The receiver, therefore, having in his hands money belonging to the respondents which they were entitled to receive as a dividend upon the balance of their claim after deducting therefrom the dividend upon this draft which they had received, and deducting also the second dividend which had been declined, they were under no obligation to return the money received, because it would be simply paying the money over to the receiver with one hand, and collecting it back again with'the other. Under all the circumstances, therefore, it would appear that the respondents were equitably entitled to enforce their claim for the balance of the money remaining in the plaintiff’s bank which was part and parcel of the proceeds of the draft which said bank had collected, and which belonged to them because of the fraud which had been perpetrated in the receipt of the draft, whether for collection or on deposit.

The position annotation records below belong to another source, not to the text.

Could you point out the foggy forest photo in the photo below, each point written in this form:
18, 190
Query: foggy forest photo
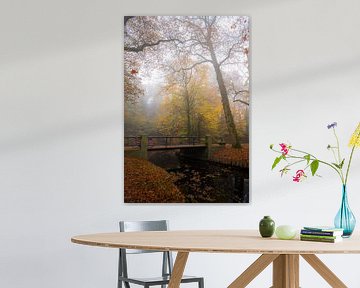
186, 109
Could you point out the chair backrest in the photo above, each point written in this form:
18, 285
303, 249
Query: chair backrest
134, 226
137, 226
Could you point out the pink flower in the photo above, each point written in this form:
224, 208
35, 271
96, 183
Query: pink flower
284, 148
300, 174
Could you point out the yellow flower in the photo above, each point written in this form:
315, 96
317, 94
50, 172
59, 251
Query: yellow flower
355, 137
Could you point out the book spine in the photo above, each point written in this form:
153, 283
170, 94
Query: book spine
320, 233
318, 239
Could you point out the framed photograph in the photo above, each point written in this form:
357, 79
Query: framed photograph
186, 101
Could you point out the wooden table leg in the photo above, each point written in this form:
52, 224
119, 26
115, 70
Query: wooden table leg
324, 271
178, 270
286, 271
253, 270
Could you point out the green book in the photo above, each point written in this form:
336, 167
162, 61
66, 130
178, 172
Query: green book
323, 228
319, 236
325, 240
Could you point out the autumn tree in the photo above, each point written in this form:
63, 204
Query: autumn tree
191, 104
219, 41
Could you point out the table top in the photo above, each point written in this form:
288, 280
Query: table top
220, 241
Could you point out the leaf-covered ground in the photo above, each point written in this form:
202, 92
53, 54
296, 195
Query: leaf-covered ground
233, 156
147, 183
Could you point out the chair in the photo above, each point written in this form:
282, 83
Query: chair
167, 262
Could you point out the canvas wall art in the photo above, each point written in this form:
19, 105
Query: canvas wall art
186, 109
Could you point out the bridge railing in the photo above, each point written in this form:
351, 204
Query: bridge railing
174, 140
132, 141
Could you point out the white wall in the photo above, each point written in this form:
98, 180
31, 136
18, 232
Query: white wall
61, 133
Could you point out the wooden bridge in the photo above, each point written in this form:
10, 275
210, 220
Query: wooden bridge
140, 145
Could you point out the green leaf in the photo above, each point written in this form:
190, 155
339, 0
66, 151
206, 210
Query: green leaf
342, 163
276, 161
307, 157
314, 166
336, 165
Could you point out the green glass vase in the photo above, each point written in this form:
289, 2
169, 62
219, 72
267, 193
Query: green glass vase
266, 226
345, 219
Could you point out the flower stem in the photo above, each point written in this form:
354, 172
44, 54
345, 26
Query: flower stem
352, 152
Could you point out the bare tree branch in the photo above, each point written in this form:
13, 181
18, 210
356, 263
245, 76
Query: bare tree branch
141, 47
127, 18
229, 54
194, 65
241, 101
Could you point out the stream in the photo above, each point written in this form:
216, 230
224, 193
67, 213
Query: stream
209, 182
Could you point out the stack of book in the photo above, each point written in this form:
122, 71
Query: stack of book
321, 234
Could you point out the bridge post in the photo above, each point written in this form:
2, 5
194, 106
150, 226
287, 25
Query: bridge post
208, 142
143, 146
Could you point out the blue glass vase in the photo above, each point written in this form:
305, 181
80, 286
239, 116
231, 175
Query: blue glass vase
345, 219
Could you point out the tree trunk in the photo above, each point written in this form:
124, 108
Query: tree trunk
224, 98
188, 111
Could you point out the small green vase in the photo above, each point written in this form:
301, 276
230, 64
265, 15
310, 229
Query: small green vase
266, 226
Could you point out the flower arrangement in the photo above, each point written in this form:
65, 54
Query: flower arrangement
293, 156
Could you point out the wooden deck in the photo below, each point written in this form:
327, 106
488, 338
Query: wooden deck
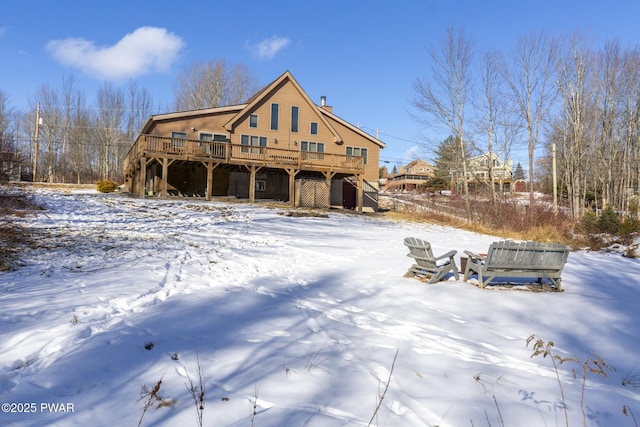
212, 154
150, 146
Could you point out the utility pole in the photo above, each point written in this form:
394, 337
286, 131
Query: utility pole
555, 179
35, 151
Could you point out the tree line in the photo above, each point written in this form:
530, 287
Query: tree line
563, 99
62, 137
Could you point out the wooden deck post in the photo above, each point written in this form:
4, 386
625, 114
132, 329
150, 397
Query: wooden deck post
165, 175
142, 181
360, 193
328, 176
292, 185
210, 167
252, 182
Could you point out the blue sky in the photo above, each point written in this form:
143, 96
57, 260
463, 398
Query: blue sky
364, 56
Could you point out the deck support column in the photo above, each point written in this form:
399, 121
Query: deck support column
165, 177
253, 169
328, 176
210, 167
360, 193
292, 185
142, 182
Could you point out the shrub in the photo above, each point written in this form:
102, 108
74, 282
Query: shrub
588, 224
608, 222
106, 186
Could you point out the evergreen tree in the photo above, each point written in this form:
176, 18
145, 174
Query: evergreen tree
448, 159
518, 173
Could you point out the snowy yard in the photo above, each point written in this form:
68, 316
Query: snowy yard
295, 321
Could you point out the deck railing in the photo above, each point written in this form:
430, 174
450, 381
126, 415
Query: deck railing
234, 153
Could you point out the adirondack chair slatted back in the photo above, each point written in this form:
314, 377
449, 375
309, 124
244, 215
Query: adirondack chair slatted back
420, 251
526, 255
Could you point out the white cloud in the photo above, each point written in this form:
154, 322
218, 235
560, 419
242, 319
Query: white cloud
268, 48
146, 50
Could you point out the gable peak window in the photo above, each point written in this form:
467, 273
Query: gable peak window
294, 118
275, 113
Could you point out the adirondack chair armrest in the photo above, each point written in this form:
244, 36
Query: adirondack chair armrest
449, 254
475, 257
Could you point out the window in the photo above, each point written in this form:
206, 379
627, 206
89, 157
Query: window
358, 152
275, 112
207, 140
294, 119
178, 139
212, 137
253, 144
312, 150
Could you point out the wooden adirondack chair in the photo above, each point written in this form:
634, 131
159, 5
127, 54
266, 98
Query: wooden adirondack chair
519, 259
426, 265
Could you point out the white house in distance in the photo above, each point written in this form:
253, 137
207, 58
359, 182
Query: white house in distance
411, 176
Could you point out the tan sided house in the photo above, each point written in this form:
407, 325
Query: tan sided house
279, 145
411, 177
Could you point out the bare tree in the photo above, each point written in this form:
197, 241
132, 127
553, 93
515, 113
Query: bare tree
51, 128
108, 129
530, 79
574, 77
139, 108
490, 106
442, 98
213, 84
5, 122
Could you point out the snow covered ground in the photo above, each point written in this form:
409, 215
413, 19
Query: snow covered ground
295, 321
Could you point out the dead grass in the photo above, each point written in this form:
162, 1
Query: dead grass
14, 204
507, 218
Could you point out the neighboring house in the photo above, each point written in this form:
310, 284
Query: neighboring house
478, 171
411, 176
278, 145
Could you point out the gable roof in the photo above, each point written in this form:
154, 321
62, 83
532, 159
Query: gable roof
240, 111
352, 127
416, 162
190, 113
267, 91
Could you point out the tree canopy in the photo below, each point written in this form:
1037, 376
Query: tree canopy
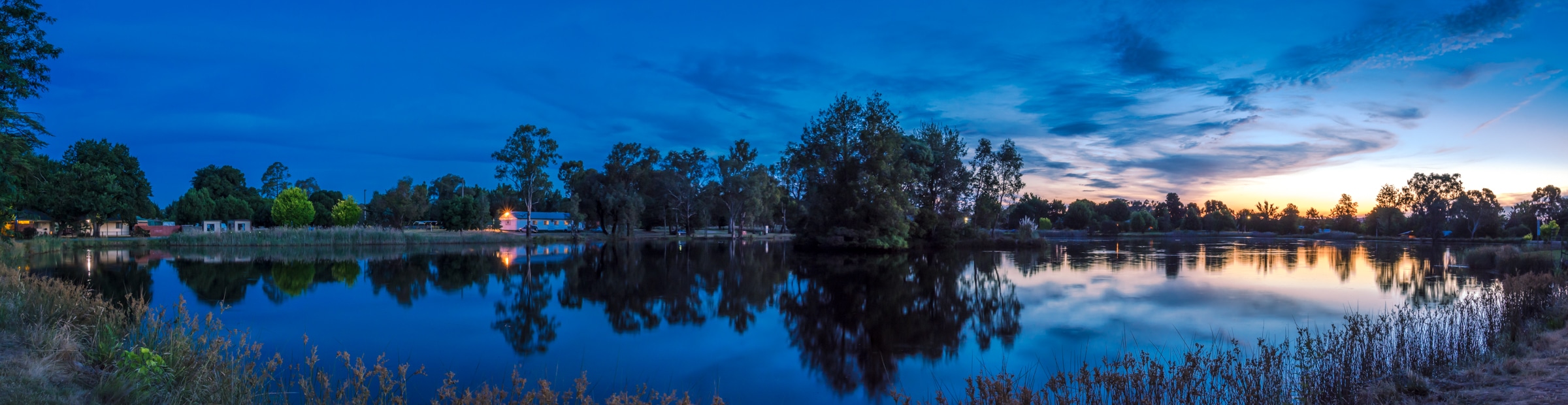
294, 208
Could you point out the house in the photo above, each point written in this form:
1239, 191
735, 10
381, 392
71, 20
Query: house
32, 219
225, 227
542, 222
157, 228
108, 227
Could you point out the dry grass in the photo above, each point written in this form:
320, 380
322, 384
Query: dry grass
1512, 259
65, 344
1386, 359
339, 236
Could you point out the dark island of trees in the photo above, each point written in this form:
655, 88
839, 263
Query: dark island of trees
853, 180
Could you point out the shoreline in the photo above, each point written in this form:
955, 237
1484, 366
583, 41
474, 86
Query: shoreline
99, 368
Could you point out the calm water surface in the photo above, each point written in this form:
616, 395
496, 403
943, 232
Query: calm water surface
761, 322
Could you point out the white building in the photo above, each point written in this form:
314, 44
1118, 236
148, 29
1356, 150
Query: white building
542, 220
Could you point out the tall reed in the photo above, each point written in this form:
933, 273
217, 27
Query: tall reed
338, 236
1338, 364
85, 348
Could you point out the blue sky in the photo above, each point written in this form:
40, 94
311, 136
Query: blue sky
1282, 101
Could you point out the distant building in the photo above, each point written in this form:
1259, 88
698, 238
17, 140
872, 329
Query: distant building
542, 222
110, 227
157, 228
32, 219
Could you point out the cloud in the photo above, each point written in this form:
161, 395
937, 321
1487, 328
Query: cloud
1076, 127
1385, 43
1543, 73
1103, 184
1142, 56
1550, 87
1402, 115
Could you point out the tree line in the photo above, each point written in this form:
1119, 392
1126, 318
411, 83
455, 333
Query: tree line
1429, 204
853, 180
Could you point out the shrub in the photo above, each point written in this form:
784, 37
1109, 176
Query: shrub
294, 208
1511, 259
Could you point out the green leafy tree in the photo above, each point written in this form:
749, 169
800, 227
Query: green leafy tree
742, 184
851, 159
1431, 198
323, 201
457, 214
1478, 211
228, 181
275, 180
292, 208
347, 212
1175, 209
106, 182
1548, 204
941, 182
1192, 219
1115, 209
1217, 217
231, 208
1143, 222
1081, 214
524, 161
310, 186
22, 52
400, 204
683, 176
998, 176
1290, 219
1345, 214
620, 190
197, 206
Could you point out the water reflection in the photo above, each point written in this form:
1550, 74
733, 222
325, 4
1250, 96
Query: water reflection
853, 319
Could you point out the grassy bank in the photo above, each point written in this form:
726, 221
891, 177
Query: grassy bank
347, 236
1514, 259
1388, 359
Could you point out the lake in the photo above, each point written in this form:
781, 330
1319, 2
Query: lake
759, 322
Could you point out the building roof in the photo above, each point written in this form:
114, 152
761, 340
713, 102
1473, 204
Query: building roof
542, 216
32, 216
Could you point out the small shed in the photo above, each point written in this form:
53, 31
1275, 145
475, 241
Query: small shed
542, 220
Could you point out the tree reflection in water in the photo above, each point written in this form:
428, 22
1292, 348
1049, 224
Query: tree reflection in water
857, 316
852, 317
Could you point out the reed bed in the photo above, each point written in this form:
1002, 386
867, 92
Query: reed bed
1368, 360
1512, 259
339, 236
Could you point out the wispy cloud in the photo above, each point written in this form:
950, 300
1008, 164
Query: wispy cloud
1550, 87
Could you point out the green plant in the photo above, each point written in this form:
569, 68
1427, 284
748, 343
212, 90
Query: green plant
145, 364
346, 212
294, 208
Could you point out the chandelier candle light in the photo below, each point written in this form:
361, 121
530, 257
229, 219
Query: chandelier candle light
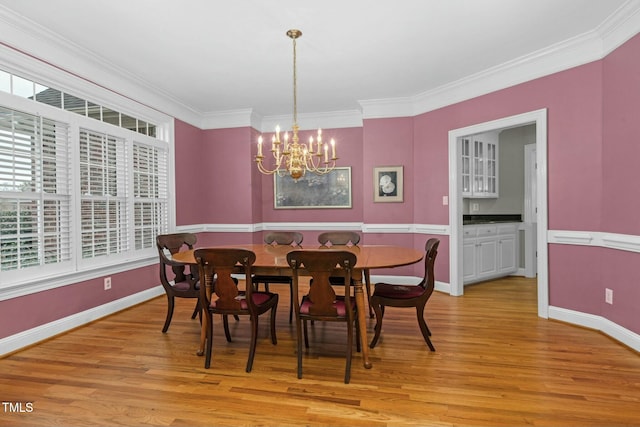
291, 157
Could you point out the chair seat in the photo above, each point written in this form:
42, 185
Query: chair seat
185, 286
262, 278
386, 290
339, 304
259, 298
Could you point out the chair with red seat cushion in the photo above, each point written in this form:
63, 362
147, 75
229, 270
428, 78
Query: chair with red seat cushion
291, 238
345, 238
219, 294
392, 295
175, 281
322, 303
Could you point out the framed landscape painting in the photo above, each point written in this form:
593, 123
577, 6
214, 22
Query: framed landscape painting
388, 184
312, 191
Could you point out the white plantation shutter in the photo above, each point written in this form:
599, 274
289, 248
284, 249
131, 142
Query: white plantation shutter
150, 193
35, 191
104, 192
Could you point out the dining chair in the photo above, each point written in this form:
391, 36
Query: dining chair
345, 238
219, 294
291, 238
322, 303
393, 295
177, 283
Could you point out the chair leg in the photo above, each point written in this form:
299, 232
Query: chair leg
379, 310
167, 322
290, 303
274, 339
254, 339
299, 344
225, 322
209, 338
306, 334
196, 310
347, 371
423, 327
367, 283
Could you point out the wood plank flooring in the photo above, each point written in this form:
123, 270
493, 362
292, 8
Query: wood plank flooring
496, 363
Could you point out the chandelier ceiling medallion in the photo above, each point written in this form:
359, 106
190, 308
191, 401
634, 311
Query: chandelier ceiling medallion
291, 157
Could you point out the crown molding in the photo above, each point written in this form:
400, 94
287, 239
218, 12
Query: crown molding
24, 37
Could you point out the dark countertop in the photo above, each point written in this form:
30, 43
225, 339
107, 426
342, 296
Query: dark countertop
490, 219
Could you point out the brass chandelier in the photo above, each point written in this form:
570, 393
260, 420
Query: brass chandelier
291, 157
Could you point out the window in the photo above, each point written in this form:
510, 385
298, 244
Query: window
83, 187
35, 198
103, 199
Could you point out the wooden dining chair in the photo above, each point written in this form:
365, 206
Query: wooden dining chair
275, 238
177, 283
345, 238
322, 303
219, 294
393, 295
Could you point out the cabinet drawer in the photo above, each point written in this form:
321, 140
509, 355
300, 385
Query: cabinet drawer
487, 230
469, 232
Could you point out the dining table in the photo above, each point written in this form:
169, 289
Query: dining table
272, 260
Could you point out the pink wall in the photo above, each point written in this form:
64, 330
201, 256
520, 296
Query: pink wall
592, 135
621, 139
49, 306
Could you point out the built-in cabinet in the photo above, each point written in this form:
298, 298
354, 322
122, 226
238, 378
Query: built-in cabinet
480, 166
489, 251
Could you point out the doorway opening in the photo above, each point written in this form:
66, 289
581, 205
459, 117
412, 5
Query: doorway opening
539, 118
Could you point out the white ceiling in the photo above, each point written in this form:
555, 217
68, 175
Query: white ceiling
210, 56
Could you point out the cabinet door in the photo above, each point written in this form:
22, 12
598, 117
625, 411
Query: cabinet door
466, 167
468, 260
507, 254
487, 250
479, 172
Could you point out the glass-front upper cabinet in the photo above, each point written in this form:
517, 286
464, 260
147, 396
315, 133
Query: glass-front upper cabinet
480, 166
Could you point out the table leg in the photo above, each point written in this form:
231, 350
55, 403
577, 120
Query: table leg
362, 321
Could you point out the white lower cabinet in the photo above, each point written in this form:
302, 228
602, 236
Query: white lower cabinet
489, 251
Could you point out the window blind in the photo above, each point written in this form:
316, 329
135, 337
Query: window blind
35, 191
104, 190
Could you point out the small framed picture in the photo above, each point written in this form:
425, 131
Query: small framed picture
387, 184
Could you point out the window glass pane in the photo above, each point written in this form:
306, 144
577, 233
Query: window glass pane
93, 111
22, 87
48, 96
75, 104
142, 127
5, 81
110, 116
128, 122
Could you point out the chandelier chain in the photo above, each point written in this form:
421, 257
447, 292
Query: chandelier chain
291, 157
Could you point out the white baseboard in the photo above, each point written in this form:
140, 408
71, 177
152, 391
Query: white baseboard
599, 323
43, 332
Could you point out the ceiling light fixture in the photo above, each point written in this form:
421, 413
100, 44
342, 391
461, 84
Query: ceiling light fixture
291, 157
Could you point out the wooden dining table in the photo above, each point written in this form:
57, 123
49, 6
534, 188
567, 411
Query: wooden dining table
272, 260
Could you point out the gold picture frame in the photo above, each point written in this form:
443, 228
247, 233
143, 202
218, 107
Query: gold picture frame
388, 184
330, 191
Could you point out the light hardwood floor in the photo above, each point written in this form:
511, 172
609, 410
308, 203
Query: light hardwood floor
496, 363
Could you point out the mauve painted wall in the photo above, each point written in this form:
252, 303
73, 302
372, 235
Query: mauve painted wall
592, 154
189, 159
55, 304
621, 140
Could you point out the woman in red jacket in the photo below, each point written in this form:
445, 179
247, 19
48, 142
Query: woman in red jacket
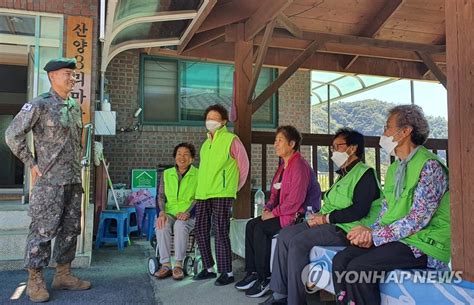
290, 186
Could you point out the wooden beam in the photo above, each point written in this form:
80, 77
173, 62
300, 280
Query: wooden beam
243, 125
285, 41
283, 77
459, 37
195, 24
289, 25
381, 18
224, 52
374, 27
262, 52
372, 42
268, 10
203, 38
434, 68
229, 12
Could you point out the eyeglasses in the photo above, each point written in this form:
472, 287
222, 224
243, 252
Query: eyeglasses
72, 74
335, 147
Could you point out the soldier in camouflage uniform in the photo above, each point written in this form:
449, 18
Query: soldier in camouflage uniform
55, 119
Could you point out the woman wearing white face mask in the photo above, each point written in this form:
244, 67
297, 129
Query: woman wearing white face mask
294, 187
223, 171
352, 200
413, 227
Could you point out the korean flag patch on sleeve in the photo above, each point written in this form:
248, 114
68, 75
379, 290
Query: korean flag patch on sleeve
27, 107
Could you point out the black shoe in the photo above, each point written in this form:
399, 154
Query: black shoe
247, 282
258, 289
204, 275
271, 301
224, 279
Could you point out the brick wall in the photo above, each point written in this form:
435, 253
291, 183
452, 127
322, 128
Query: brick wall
153, 145
86, 8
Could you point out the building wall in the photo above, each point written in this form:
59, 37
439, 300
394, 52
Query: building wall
152, 146
86, 8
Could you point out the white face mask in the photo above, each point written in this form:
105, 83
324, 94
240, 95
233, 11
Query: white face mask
339, 158
388, 144
212, 125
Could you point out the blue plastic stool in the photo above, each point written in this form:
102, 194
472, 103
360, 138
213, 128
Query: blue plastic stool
104, 234
149, 222
132, 218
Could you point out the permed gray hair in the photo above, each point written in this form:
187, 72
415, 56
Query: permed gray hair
412, 116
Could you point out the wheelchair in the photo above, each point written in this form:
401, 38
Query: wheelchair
192, 263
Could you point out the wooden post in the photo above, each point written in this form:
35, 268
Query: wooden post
243, 126
460, 47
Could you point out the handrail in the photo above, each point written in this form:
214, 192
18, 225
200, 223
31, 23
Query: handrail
85, 175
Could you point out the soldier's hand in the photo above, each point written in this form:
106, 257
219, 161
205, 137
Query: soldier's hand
36, 171
161, 221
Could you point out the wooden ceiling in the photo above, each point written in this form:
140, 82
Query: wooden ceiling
399, 38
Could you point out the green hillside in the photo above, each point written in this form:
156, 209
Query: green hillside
367, 117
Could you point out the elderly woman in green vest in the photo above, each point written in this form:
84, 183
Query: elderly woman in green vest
352, 200
413, 227
223, 171
175, 209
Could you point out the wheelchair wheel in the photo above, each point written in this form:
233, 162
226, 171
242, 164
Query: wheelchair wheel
197, 264
188, 265
153, 265
153, 242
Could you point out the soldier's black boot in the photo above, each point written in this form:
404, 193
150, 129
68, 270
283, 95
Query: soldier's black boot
36, 287
63, 279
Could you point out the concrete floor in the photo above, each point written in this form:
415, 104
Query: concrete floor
121, 277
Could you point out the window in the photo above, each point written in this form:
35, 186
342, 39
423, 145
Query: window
177, 92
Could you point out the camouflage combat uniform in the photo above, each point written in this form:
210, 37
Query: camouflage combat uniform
55, 201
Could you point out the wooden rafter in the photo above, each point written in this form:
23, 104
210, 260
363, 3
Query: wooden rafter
376, 25
289, 25
285, 41
203, 38
262, 52
195, 25
267, 11
224, 52
372, 42
438, 73
283, 77
225, 13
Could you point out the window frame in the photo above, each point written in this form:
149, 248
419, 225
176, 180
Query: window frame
180, 122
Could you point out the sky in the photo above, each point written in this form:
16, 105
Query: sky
432, 97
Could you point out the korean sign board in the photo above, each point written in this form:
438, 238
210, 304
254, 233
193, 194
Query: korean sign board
144, 179
79, 45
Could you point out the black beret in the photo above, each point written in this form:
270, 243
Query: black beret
60, 63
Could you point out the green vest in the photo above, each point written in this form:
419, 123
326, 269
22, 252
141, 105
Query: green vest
218, 171
434, 239
340, 195
179, 195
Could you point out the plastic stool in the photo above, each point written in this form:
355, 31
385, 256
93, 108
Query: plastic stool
104, 235
132, 218
149, 220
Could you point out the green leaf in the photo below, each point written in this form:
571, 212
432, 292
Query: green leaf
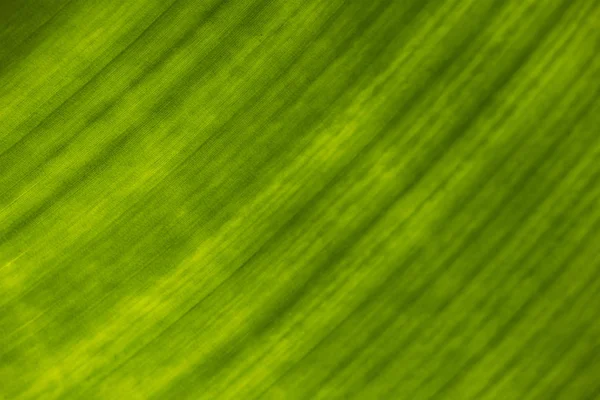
286, 199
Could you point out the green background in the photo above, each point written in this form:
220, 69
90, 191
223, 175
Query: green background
300, 199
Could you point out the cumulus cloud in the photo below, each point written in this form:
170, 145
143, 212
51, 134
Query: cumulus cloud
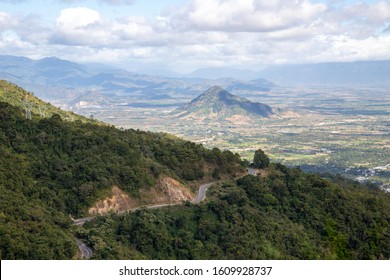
245, 15
108, 2
212, 32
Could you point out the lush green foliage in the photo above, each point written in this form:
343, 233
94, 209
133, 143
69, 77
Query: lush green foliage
260, 159
50, 168
288, 215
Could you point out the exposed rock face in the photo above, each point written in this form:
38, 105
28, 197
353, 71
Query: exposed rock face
119, 201
166, 191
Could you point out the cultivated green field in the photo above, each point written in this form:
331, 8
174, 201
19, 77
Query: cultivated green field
337, 130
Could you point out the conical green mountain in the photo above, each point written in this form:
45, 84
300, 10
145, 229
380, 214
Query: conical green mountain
217, 103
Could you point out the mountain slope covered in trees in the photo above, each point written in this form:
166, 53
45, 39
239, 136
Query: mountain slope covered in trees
51, 169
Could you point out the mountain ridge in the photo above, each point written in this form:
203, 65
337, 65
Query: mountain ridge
217, 103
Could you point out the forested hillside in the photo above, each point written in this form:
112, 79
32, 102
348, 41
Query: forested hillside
51, 168
287, 215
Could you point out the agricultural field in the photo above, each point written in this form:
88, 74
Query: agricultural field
335, 130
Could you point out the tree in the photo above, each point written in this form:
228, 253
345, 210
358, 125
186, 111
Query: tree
260, 160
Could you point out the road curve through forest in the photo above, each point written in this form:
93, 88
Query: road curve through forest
86, 252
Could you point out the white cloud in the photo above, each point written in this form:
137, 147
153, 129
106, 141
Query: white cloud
245, 15
108, 2
203, 33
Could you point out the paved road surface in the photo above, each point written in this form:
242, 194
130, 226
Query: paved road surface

They are not entitled, however, to claim the whole of the balance which remained in the hands of the Importers’ & Traders’ Bank, because it is evident that the whole of such balance was not proceeds of the plaintiff’s draft, as, subsequent to the collection of this draft, the balance standing to the credit of the Norfolk bank had been brought down to $5,349.45, which was all that remained unappropriated of such proceeds, and it is only this sum that the respondents can claim as belonging to them. If the respondents will stipulate to modify the judgment by reducing the recovery to the sum of $5,349.45, with interest applicable to this sum, the judgment, as modified, will be affirmed, without costs; otherwise the judgment will be reversed, and a new trial ordered, with costs to appellant to abide event. All concur.